If you have a sheep with bloat, you must help her quickly. Bloat, or gas accumulation, is a potentially fatal condition. It can kill so fast, often the first sign is a dead sheep. Sheep are ruminants, with a stomach consisting of four compartments. Bloat occurs when froth, or foam, is produced in the rumen. The foam prevents the gas release, resulting in enormous pressure.
Frothy Bloat in Sheep
Signs of frothy bloat include abdominal distention, breathing difficulties and kicking at the stomach, as with colic. The sheep is obviously in pain. Contact your veterinarian, but be prepared to use a stomach tube for gas relief to treat your sheep until the vet arrives. Begin by trying to make the sheep belch by lifting her gently and applying pressure to her sides and stomach. If that doesn't work, pass a rubber tube down her throat and into her stomach. This act should release some gas. If it doesn't, your sheep is likely suffering from frothy bloat rather than mere gassiness. Mix baking soda and water and put it into a drench, then release the contents down the sheep's throat. This helps get rid of the trapped gas.
In addition to having baking soda handy, keep bloat treatment medication treatment on hand.
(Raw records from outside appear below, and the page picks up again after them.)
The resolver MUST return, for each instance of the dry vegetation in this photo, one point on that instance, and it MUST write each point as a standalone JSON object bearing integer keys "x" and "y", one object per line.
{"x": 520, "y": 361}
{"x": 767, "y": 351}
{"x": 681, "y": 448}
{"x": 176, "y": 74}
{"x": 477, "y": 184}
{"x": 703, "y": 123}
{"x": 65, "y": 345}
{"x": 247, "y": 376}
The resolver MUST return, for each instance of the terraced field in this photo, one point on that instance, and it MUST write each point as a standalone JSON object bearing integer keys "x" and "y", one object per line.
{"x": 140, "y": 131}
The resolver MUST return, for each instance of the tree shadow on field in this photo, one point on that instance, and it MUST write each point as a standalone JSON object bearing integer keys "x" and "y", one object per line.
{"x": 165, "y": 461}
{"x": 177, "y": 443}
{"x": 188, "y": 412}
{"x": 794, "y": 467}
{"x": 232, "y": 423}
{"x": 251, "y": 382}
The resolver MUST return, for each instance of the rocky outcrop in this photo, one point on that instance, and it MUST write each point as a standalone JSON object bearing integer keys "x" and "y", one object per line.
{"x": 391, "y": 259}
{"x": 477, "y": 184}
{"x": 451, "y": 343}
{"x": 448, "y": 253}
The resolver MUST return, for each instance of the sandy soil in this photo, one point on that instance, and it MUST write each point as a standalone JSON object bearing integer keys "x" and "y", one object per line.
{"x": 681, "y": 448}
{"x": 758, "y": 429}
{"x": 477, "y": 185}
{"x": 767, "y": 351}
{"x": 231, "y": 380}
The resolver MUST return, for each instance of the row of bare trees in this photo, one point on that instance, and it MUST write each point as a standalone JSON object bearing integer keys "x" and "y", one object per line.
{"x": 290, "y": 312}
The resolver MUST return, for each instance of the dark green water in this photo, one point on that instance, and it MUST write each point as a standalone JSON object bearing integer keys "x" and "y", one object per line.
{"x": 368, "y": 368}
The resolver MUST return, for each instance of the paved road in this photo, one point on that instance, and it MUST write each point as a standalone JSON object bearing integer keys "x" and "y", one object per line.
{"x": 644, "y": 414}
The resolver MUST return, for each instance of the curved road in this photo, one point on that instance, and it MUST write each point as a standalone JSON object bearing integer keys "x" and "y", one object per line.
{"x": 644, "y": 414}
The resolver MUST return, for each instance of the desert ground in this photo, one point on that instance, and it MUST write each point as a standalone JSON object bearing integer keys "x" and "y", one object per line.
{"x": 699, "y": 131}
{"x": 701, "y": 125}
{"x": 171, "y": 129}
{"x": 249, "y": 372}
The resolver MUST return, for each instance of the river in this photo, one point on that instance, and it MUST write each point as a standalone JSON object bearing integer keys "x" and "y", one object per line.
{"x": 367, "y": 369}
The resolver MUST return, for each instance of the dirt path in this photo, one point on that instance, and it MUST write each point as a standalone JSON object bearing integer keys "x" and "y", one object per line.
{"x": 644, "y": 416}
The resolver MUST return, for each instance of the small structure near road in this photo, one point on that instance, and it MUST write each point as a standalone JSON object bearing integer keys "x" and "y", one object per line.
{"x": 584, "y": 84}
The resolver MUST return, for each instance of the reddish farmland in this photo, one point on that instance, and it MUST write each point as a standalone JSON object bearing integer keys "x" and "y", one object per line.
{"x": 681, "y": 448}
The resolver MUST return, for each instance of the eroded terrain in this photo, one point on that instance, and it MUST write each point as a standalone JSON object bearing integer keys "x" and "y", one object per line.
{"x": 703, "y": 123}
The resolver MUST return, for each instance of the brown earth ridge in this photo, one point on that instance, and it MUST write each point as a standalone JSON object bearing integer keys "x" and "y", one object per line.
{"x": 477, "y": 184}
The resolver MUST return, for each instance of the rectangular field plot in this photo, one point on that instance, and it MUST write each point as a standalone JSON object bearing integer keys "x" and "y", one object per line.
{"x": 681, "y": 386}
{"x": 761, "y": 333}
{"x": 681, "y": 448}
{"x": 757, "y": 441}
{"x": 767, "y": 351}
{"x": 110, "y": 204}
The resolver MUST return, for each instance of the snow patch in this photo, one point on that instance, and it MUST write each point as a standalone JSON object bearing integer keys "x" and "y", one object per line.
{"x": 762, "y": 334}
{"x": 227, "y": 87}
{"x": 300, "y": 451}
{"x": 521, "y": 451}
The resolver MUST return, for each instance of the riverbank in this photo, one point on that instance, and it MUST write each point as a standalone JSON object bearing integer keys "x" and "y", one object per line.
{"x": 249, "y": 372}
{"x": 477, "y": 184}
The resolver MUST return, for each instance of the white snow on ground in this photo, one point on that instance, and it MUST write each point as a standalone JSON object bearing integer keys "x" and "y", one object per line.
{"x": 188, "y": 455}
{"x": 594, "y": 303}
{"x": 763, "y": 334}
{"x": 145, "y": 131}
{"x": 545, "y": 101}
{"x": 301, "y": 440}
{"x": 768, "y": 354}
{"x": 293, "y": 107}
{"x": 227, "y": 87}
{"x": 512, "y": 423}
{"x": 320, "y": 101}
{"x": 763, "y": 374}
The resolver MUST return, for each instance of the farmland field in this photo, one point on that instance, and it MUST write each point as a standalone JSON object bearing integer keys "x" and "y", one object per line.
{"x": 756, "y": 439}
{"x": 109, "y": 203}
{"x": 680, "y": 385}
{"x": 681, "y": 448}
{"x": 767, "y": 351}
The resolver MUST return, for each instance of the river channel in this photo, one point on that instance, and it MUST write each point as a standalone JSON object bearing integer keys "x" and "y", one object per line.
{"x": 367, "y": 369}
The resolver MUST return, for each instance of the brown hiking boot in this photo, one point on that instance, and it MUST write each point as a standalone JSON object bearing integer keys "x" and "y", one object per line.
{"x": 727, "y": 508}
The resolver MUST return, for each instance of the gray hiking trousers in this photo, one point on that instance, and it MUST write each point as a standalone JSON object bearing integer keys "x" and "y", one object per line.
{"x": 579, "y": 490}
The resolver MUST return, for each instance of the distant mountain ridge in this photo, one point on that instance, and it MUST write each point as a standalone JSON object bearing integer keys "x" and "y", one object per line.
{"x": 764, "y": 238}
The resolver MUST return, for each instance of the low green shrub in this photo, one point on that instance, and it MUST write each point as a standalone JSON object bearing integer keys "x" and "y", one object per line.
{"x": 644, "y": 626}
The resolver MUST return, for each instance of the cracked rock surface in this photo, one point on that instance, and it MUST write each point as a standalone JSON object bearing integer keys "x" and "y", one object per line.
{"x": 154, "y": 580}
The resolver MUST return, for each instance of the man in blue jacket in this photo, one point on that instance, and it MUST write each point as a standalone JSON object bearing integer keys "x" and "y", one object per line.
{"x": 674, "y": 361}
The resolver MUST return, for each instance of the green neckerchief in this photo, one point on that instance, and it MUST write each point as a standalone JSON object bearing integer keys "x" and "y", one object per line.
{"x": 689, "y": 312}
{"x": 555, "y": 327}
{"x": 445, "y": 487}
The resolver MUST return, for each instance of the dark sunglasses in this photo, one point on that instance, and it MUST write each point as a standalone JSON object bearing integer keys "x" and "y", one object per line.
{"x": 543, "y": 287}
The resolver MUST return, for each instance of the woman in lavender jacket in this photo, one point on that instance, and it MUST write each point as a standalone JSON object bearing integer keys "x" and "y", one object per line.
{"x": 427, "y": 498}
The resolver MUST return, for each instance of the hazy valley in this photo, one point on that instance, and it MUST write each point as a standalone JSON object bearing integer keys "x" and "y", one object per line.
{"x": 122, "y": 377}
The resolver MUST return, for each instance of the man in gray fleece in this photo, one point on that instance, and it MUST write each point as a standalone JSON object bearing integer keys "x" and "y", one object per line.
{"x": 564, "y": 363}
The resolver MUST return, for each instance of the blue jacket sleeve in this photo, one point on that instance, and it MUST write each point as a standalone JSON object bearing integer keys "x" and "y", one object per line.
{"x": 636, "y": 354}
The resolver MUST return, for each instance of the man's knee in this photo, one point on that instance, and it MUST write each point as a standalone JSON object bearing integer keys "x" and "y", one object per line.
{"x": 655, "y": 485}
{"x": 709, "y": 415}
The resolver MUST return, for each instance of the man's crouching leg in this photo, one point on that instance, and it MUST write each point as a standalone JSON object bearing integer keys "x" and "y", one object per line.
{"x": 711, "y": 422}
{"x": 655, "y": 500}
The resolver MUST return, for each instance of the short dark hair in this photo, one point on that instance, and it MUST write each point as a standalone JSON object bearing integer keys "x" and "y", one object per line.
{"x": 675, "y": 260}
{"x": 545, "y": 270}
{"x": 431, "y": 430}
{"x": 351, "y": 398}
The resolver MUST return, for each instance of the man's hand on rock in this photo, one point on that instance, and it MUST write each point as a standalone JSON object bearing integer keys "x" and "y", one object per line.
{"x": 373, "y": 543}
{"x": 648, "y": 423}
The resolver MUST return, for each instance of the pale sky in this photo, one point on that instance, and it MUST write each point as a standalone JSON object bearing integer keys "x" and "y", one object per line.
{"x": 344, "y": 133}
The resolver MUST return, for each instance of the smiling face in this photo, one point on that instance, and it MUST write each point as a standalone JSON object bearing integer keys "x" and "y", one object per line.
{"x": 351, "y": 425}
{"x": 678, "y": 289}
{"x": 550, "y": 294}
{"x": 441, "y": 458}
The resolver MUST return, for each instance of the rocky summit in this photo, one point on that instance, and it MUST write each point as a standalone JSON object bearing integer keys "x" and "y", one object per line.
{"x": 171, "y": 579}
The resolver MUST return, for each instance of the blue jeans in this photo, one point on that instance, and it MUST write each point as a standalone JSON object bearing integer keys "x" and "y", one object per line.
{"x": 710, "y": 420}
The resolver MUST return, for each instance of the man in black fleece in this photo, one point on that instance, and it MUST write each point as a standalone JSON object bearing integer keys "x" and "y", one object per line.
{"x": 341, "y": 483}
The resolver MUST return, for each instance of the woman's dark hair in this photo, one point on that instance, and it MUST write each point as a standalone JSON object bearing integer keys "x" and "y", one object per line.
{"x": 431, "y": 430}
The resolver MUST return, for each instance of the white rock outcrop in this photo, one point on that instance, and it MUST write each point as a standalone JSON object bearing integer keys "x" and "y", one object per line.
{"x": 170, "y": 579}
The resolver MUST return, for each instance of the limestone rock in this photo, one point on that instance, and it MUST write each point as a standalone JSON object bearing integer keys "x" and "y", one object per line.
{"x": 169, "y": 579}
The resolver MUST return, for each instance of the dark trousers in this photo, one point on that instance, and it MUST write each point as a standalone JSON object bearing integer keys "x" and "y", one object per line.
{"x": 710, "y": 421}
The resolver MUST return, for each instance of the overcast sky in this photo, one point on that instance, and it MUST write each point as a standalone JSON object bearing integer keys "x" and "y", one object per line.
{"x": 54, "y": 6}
One such product, distributed by Vet One, is available through your veterinarian and reduces gas in the rumen. The active ingredient consists of docusate sodium, while the inactive ingredient consists of soybean oil. The product must be administered through either a stomach tube or a drench.
Abomasal Bloat in Lambs
Abomasal bloat most often affects lambs, especially those not fed by the ewe but bottle-fed by people. The mortality rate is quite high, with the overwhelming majority of lambs succumbing. Only treatment at the first sign of the disorder can save the lamb. Abomasal bloat generally hits between the ages of 2 and 4 weeks, likely caused by a bacteria build-up in the stomach.
Symptoms include lethargy, abdominal swelling and teeth grinding as a pain response. Since this is an emergency, mix baking soda into water and syringe it into the lamb's mouth for acid neutralization. Call the vet immediately. The vet can insert a needle into the last compartment of the lamb's stomach for gas relief. She can also give the lamb oral penicillin, pain medication and an injection of hyloscine, metaclopramide, and vitamin E and selenium to help treat the bloat.
Grazing your sheep on legumes, such as clover or alfalfa, is an invitation to bloat. Since it's not always possible to avoid legumes in the pasture, certain management precautions can reduce bloat incidence. Before turning sheep out on the pasture, give them plenty of grass hay, so they don't gorge too much on the fresh grass. Whenever you introduce your flock to a new pasture, watch them closely for the first few hours, because this is when bloat often occurs. Once their bodies adapt to the new grass, bloat is less likely. Feed your sheep poloxalen, sold under the name Bloat Guard, which helps prevent froth development in the rumen. Your vet can advise you on how much poloxalen to feed daily.